Thursday 20 November 2014

A more hard-line approach to investigating tax payments and a higher focus on ordinary taxpayers means that HM Revenue and Customs (HMRC) has collected a record amount of tax over the last year.

The amount of tax that was collected through investigations into self-assessed individual taxpayers totalled at £845 million in 2013/14. This is an increase of 39 per cent from 2012/13 when the amount stood at £609 million. These figures were uncovered by the Daily Telegraph through a freedom of information request.

Since 2007 the amount of tax revenue gathered through personal tax investigations has risen year-on-year. However, it has nearly doubled ever since 2012.

Every year, HMRC chooses a number of cases that it believes need to be investigated. Taxpayers then need to provide evidence to support anything they have included in their self-assessment tax form.

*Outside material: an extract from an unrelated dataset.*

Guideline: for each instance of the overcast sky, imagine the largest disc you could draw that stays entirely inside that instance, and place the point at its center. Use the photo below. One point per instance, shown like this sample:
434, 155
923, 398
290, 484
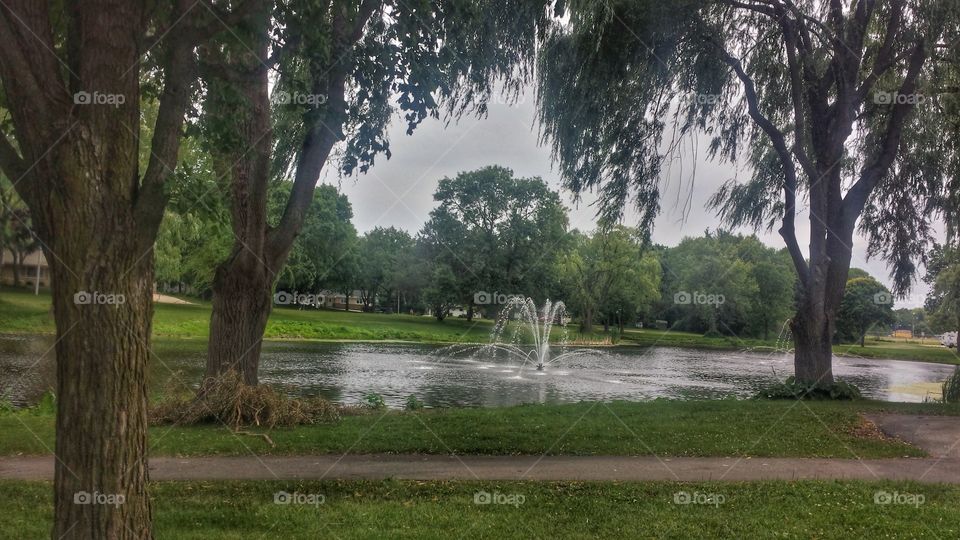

Among those that may be affected by this are limited company contractors, sole traders and umbrella company contractors.

For this reason, it is well worth hiring a specialist accountant to ensure that contractors are always tax compliant.

What's more, keeping tax affairs in order and dealing with HMRC investigations can be a costly, stressful and and time consuming process. Therefore, having a specialist able to deal with these issue can be very helpful.

At Brookson, specialists promise to calculate tax liabilities correctly first time. They are proactive and thorough in their approach so that taxes should be watertight.

However, in the event that HMRC does challenge the tax status of one of Brookson's clients, its tax promise states that it will support them every step of the way.

Senior compliance manager at Brookson Matt Fryer said: "Each document related to a client's employment status is kept from day one so that we can provide any paperwork and evidence quickly and we can deal with HMRC directly. Our clients can be confident that they are tax compliant as we calculate all their VAT, PAYE, National Insurance and company tax figures."

Many more investigations are being carried out. In May, the Telegraph found that there had been 237,215 enquiries launched about people's tax affairs last year. This is up from 2011-12 when 119,000 were launched. HMRC refused to reveal the number of investigations that had been made during 2013-14.

The amount of tax collected from investigations focused on electricians, doctors and plumbers alone reached £100 million.

As well as a rise in investigations, a lot more people are being arrested for tax evasion. During 2010/11, 165 people were jailed for tax evasion but last year this figure rose to 1,165.

To launch an investigation, the taxman must demonstrate evidence to justify wider inquires. To do this, HMRC collates as much information as it can from banks and local councils. This is then put into HMRC's computer system, called Connect, which was built three years ago at a cost of £45 million and is rumoured to have more data stored than there is in the British library.